Department of Diagnostic and Interventional Radiology, University of Leipzig, Leipzig, Germany.
J Educ Eval Health Prof. 2024;21:21. doi: 10.3352/jeehp.2024.21.21. Epub 2024 Aug 20.
This study aimed to determine whether ChatGPT-4o, a generative artificial intelligence (AI) platform, was able to pass a simulated written European Board of Interventional Radiology (EBIR) exam and whether GPT-4o can be used to train medical students and interventional radiologists of different levels of expertise by generating exam items on interventional radiology.
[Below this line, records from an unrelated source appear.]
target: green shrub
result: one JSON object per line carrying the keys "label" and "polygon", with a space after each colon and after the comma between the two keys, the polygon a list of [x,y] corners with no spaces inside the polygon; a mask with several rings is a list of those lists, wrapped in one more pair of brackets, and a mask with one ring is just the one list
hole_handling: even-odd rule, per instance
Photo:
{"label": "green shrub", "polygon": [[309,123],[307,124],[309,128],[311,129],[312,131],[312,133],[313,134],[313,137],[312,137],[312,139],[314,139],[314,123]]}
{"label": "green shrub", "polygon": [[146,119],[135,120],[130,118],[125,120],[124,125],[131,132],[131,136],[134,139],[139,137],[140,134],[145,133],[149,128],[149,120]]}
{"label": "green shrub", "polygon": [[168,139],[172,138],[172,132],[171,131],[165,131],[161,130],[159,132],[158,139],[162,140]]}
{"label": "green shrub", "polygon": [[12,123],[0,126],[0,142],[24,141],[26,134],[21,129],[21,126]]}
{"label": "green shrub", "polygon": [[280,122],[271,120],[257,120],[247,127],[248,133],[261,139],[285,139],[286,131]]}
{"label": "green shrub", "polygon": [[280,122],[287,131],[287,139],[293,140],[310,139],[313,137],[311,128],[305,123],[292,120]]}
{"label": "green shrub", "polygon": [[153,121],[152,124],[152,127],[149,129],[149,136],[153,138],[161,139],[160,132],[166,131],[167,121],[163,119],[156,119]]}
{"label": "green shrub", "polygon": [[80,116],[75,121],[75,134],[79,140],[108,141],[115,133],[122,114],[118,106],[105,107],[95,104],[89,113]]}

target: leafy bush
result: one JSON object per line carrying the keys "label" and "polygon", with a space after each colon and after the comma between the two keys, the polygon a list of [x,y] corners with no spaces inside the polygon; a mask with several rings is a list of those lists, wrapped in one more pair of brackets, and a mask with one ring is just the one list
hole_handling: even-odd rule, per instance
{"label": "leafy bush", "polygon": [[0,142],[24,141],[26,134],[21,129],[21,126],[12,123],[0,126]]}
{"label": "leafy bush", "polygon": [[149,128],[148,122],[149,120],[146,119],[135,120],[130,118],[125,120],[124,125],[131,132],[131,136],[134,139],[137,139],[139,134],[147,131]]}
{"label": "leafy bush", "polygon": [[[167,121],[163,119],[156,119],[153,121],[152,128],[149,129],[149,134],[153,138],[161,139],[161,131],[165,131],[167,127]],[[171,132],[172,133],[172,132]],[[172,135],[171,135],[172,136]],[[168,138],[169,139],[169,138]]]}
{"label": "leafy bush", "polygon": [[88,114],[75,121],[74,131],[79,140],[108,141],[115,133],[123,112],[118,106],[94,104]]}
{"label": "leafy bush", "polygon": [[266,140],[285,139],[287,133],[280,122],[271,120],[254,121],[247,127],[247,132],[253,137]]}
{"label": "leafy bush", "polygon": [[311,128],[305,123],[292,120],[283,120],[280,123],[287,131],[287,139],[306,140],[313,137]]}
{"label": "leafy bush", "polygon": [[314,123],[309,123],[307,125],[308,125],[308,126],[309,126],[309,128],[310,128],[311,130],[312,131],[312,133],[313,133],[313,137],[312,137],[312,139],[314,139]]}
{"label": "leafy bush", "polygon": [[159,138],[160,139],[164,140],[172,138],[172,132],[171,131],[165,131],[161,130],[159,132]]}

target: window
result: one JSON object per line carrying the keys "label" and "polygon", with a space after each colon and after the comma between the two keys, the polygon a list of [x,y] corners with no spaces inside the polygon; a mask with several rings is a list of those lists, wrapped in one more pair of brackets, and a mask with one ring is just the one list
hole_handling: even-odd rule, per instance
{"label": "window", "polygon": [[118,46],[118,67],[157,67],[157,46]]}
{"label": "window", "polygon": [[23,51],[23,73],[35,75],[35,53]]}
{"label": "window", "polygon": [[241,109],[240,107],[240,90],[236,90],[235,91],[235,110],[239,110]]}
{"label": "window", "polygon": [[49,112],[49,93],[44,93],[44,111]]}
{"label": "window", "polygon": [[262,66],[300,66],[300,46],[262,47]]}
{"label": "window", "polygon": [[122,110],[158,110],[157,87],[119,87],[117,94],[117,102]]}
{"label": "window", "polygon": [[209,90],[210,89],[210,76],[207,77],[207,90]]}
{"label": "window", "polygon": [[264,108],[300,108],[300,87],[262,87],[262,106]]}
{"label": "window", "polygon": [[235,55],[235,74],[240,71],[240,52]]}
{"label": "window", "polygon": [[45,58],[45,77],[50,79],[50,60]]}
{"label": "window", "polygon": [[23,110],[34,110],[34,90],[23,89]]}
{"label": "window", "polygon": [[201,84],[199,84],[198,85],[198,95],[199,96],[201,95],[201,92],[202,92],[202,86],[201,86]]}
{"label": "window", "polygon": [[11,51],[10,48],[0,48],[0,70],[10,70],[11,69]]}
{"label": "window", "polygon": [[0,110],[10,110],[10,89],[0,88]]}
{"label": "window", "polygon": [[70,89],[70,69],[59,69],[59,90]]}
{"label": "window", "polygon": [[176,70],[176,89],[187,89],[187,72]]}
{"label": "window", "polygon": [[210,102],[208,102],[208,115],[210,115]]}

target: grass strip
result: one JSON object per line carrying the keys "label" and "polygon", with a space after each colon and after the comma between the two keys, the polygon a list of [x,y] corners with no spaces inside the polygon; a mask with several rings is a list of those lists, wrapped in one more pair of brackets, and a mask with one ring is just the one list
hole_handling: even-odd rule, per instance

GPT-4o was asked to answer 370 simulated exam items of the Cardiovascular and Interventional Radiology Society of Europe (CIRSE) for EBIR preparation (CIRSE Prep). Subsequently, GPT-4o was requested to generate exam items on interventional radiology topics at levels of difficulty suitable for medical students and the EBIR exam. Those generated items were answered by 4 participants, including a medical student, a resident, a consultant, and an EBIR holder. The correctly answered items were counted. One investigator checked the answers and items generated by GPT-4o for correctness and relevance. This work was done from April to July 2024.
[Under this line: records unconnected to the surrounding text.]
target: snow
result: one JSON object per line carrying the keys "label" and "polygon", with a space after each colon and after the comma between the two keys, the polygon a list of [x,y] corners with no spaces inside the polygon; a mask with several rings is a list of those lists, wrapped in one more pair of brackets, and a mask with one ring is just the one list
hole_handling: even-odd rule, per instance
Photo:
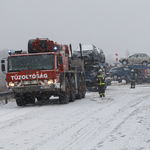
{"label": "snow", "polygon": [[1,150],[149,150],[150,84],[116,83],[67,105],[0,105]]}

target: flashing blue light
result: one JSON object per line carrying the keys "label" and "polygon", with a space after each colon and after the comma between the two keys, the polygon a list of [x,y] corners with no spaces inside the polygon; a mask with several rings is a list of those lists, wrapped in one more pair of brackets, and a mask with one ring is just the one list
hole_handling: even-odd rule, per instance
{"label": "flashing blue light", "polygon": [[11,55],[11,50],[8,51],[8,54]]}
{"label": "flashing blue light", "polygon": [[57,51],[57,46],[54,47],[54,51]]}

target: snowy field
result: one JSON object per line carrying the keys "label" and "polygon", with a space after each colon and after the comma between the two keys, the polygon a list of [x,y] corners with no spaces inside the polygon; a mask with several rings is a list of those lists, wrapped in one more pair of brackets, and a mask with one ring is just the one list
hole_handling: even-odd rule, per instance
{"label": "snowy field", "polygon": [[150,150],[150,84],[114,83],[62,105],[0,105],[0,150]]}

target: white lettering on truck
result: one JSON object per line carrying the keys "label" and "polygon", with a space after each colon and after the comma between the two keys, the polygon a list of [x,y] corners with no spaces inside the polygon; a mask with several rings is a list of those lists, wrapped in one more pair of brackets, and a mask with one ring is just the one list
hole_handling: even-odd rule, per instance
{"label": "white lettering on truck", "polygon": [[19,80],[19,79],[23,79],[23,80],[25,80],[25,79],[36,79],[36,77],[38,77],[38,79],[41,79],[41,78],[47,78],[48,76],[47,76],[47,74],[45,73],[45,74],[37,74],[37,76],[35,75],[35,73],[34,74],[30,74],[30,75],[14,75],[14,76],[11,76],[11,79],[12,80]]}

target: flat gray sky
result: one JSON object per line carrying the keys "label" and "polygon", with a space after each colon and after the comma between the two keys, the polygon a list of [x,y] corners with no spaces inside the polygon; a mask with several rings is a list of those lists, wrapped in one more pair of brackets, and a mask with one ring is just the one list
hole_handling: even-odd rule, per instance
{"label": "flat gray sky", "polygon": [[150,0],[0,0],[0,50],[27,50],[36,37],[150,55]]}

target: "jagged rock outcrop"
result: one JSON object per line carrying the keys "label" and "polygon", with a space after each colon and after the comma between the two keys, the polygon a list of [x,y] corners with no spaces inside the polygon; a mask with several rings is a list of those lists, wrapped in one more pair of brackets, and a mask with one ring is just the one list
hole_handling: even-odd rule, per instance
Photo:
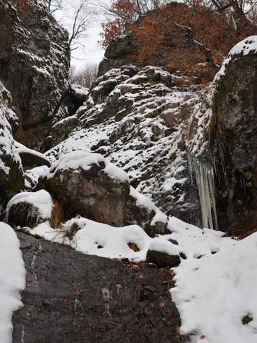
{"label": "jagged rock outcrop", "polygon": [[127,29],[125,34],[112,40],[107,47],[104,58],[99,64],[98,75],[101,76],[113,68],[136,64],[133,54],[136,51],[135,34]]}
{"label": "jagged rock outcrop", "polygon": [[7,200],[24,185],[23,172],[16,151],[8,119],[15,121],[15,113],[10,108],[12,98],[0,82],[0,217]]}
{"label": "jagged rock outcrop", "polygon": [[68,34],[40,1],[0,1],[0,80],[19,118],[15,137],[40,146],[68,88]]}
{"label": "jagged rock outcrop", "polygon": [[150,236],[167,230],[166,215],[130,187],[126,173],[99,154],[60,156],[38,188],[61,202],[68,219],[79,215],[114,226],[136,224]]}
{"label": "jagged rock outcrop", "polygon": [[167,270],[67,250],[19,233],[27,270],[13,343],[181,343]]}
{"label": "jagged rock outcrop", "polygon": [[161,69],[134,66],[99,78],[76,113],[78,126],[47,153],[97,152],[125,170],[132,185],[165,213],[201,224],[195,180],[190,176],[188,121],[201,101],[180,78]]}
{"label": "jagged rock outcrop", "polygon": [[219,228],[235,235],[257,226],[256,41],[254,36],[236,45],[215,82]]}

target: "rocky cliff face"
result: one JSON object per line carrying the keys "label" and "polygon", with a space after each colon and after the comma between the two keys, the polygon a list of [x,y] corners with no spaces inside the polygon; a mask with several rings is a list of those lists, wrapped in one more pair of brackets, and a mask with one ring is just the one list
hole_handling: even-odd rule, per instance
{"label": "rocky cliff face", "polygon": [[13,318],[14,343],[21,338],[27,343],[107,343],[121,338],[127,343],[186,342],[178,334],[169,270],[86,255],[24,234],[19,237],[27,287],[25,307]]}
{"label": "rocky cliff face", "polygon": [[[89,93],[67,91],[66,33],[41,2],[23,8],[0,0],[0,217],[19,231],[27,270],[13,342],[186,342],[170,268],[184,322],[204,316],[201,288],[187,281],[201,278],[214,298],[208,272],[237,244],[215,230],[257,224],[257,36],[208,86],[119,61]],[[47,152],[25,146],[36,137]],[[245,307],[236,328],[254,311]],[[183,333],[204,340],[202,322]]]}
{"label": "rocky cliff face", "polygon": [[41,1],[19,4],[0,1],[0,79],[19,117],[15,137],[39,147],[68,88],[68,35]]}
{"label": "rocky cliff face", "polygon": [[234,234],[257,223],[256,73],[253,36],[232,49],[215,82],[218,217],[221,229]]}
{"label": "rocky cliff face", "polygon": [[193,91],[189,84],[157,67],[112,69],[96,81],[78,110],[77,128],[47,156],[54,160],[76,150],[100,153],[166,213],[200,224],[186,141],[201,89]]}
GPT-4o correctly answered 248 of the 370 CIRSE Prep items (67.0%). For 50 CIRSE Prep items, the medical student answered 46.0%, the resident 42.0%, the consultant 50.0%, and the EBIR holder 74.0% correctly. All participants answered 82.0% to 92.0% of the 50 GPT-4o generated items at the student level correctly. For the 50 GPT-4o items at the EBIR level, the medical student answered 32.0%, the resident 44.0%, the consultant 48.0%, and the EBIR holder 66.0% correctly. All participants could pass the GPT-4o-generated items for the student level; while the EBIR holder could pass the GPT-4o-generated items for the EBIR level. Two items (0.3%) out of 150 generated by the GPT-4o were assessed as implausible.
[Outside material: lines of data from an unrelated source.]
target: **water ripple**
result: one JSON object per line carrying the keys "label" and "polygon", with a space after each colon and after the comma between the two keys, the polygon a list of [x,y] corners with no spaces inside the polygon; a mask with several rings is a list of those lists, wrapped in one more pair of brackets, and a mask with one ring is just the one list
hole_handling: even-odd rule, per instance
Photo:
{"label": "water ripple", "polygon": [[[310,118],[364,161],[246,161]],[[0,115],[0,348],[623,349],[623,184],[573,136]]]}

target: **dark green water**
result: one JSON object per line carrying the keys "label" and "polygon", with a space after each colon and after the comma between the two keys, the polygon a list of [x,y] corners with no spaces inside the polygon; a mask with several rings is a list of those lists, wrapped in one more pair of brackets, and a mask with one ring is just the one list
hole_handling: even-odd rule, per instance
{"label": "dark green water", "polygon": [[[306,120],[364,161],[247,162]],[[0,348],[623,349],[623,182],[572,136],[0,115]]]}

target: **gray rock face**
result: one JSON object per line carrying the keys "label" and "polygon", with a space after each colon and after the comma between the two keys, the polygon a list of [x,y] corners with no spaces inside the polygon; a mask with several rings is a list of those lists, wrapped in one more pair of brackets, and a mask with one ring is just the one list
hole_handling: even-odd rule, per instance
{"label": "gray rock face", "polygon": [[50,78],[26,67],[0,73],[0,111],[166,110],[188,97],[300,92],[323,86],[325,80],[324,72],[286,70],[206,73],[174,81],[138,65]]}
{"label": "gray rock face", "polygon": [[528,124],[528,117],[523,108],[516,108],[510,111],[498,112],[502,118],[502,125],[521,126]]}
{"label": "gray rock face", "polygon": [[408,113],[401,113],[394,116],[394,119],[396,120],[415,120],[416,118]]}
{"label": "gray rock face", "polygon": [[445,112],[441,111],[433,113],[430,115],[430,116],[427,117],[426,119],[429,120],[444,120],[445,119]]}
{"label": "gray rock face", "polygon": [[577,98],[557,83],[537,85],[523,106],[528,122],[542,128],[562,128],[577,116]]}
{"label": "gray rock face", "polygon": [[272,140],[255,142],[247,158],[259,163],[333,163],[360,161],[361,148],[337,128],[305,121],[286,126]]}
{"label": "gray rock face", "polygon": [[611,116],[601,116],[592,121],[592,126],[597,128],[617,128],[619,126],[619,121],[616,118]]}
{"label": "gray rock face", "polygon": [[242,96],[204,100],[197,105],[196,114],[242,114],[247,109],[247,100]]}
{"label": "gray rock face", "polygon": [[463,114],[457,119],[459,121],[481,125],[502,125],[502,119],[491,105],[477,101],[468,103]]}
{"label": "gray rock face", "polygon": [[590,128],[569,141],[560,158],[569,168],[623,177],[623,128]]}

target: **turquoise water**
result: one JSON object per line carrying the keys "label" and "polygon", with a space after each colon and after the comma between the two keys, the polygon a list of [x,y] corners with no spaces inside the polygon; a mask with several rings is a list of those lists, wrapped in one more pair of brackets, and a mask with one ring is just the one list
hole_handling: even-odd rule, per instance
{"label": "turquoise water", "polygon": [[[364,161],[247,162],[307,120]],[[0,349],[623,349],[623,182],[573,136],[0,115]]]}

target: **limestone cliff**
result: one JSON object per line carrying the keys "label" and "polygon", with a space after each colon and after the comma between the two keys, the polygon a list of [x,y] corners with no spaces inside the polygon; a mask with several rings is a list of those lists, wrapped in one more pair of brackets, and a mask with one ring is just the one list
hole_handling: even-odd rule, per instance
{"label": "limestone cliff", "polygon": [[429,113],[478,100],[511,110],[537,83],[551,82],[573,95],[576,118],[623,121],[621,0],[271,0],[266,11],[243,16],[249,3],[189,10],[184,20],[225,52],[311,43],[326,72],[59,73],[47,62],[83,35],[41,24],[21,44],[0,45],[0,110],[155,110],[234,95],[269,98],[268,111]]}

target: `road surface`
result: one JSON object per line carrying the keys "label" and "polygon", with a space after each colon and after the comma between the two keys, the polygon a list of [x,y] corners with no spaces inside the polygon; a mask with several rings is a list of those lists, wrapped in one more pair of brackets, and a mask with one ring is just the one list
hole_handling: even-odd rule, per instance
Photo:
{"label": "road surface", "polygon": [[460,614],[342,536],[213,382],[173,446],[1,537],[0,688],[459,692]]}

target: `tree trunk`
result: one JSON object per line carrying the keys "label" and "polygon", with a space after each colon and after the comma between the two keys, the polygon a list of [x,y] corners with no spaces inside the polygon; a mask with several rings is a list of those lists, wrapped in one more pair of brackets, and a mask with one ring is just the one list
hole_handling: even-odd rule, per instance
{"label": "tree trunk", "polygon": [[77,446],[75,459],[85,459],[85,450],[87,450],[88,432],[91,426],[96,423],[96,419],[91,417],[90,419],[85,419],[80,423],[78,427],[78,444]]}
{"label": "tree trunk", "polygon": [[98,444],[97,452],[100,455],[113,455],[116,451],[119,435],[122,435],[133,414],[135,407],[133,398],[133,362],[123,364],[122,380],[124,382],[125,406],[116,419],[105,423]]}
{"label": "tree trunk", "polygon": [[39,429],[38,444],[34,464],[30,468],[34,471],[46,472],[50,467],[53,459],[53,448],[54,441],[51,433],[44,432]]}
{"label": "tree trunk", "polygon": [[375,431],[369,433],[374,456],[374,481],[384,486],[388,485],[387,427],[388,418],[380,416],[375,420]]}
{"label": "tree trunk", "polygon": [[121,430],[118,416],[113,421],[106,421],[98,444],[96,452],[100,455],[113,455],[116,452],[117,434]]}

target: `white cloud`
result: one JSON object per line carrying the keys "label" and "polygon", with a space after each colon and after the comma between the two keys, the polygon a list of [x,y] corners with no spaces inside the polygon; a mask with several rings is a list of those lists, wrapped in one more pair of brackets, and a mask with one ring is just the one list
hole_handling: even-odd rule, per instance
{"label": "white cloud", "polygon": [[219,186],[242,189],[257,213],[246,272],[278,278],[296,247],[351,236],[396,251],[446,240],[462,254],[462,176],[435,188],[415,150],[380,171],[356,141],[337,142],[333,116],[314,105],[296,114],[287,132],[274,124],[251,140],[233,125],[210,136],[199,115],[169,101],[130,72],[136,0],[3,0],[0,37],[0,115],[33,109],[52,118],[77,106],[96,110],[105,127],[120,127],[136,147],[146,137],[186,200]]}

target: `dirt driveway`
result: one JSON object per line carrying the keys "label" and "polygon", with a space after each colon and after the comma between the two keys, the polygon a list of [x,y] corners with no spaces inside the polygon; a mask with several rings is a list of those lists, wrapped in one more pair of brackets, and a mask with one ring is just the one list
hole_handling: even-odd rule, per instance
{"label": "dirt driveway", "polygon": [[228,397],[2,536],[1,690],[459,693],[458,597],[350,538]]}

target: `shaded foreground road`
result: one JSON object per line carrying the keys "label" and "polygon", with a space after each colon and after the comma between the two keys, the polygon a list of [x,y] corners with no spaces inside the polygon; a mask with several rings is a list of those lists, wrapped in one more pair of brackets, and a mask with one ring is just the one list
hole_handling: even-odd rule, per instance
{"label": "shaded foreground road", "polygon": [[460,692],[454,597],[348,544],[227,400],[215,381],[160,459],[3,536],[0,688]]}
GPT-4o could pass the simulated written EBIR exam and create exam items of varying difficulty to train medical students and interventional radiologists.
本研究旨在确定生成式人工智能(AI)平台 ChatGPT-4o 是否能够通过模拟的欧洲介入放射学委员会(EBIR)书面考试,以及 GPT-4o 是否可以通过生成介入放射学考试题目来培训不同专业水平的医学生和介入放射科医生。
要求 GPT-4o 回答 370 项心血管和介入放射学会(CIRSE)为 EBIR 准备的模拟考试题目(CIRSE Prep)。随后,要求 GPT-4o 根据医学生和 EBIR 考试的难易程度生成介入放射学主题的考试题目。由 4 名参与者(包括一名医学生、一名住院医师、一名顾问和一名持有 EBIR 证书的医生)回答这些生成的题目。计算正确回答的题目数量。一名调查员检查 GPT-4o 生成的答案和题目是否正确和相关。这项工作是在 2024 年 4 月至 7 月进行的。
GPT-4o 正确回答了 370 项 CIRSE Prep 题目的 248 项(67.0%)。对于 50 项 CIRSE Prep 题目,医学生的正确回答率为 46.0%,住院医师为 42.0%,顾问为 50.0%,持有 EBIR 证书的医生为 74.0%。所有参与者对 50 项 GPT-4o 生成的学生水平题目正确回答率为 82.0%至 92.0%。对于 50 项 GPT-4o 生成的 EBIR 水平题目,医学生的正确回答率为 32.0%,住院医师为 44.0%,顾问为 48.0%,持有 EBIR 证书的医生为 66.0%。所有参与者都可以通过 GPT-4o 生成的学生水平题目,而持有 EBIR 证书的医生可以通过 GPT-4o 生成的 EBIR 水平题目。GPT-4o 生成的 150 个题目中有 2 个(0.3%)被评估为不合理。
GPT-4o 可以通过模拟的书面 EBIR 考试,并创建不同难度的考试题目来培训医学生和介入放射科医生。